Disclaimer: There is no Harry Potter ownage here.
! This chapter was edited February 3 2009. !
A/N: This is the debut of my pride and joy, Bluntknife. I originally started it to ease my grief about the end of the HP series, or so I said to myself. I was always hoping to post it.
This is a nice, long story- the timeline is an alternate universe to DH. I'll warn you now that I like psychology... lotta dark psychological stuff in here. But! Maybe I should stop ranting and present the object of my ranting! (sound crew scutters frantically into place) (big, explosive noise suddenly erupts from the bowels of the earth)
TADAA!
Harry was feeling apprehensive. Of course it was absolutely shocking, and in all his years at Hogwarts he had never expected such a thing. But if he had handled finding out he was a wizard, he could surely handle this, right?
It had happened earlier that morning when Draco Malfoy, whom Harry had last seen running past the Hogwarts gates with Snape, did a most curious thing and sent Harry a letter.

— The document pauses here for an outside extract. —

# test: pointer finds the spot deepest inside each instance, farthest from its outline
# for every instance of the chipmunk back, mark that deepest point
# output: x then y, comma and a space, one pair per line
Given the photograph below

He was sitting in the Great Hall during breakfast the day after Dumbledore's funeral, feeling pensive. He was looking forward to a last glorious day on campus, but at the same time, he couldn't quite confront the idea that his mentor was, in fact, gone, and his joy and sadness swung like vines in the wind. In fact he was so lost in thought that he yelped out loud when Neville cautiously moved his fork, which he had been staring at for the past ten minutes. With this newfound consciousness came an awareness of a beautiful eagle owl that had landed in front of him.
Hermione was sitting next to him and, determining him hopeless, had taken the parchment from the owl and unrolled it.
"Who's it from, Hermione?" he asked quickly, shaking his head slightly to wake himself.
Hermione turned the letter over, and her bemused look was quickly replaced by utter bewilderment.
"What is it, Hermione?" Ron asked, mirroring her confusion.
"...It's from Malfoy," she replied awkwardly.
A beat.
"Don't open it, Hermione!" Ron shouted once it sank in. He had obvious reasons, but Harry stopped for a moment and thought about this odd development.
"Yeah, but… would he really bother sending us a letter just to tease us with all that has to be going on with him right now?" he said. He had told them all what he had seen on the castle ramparts in the common room earlier.
"Let me open it, Hermione. It is my letter, anyway."
Hermione looked at him with a bit of concern, then said, "I suppose you're right, just know it could be something unpleasant like that pus I got one time."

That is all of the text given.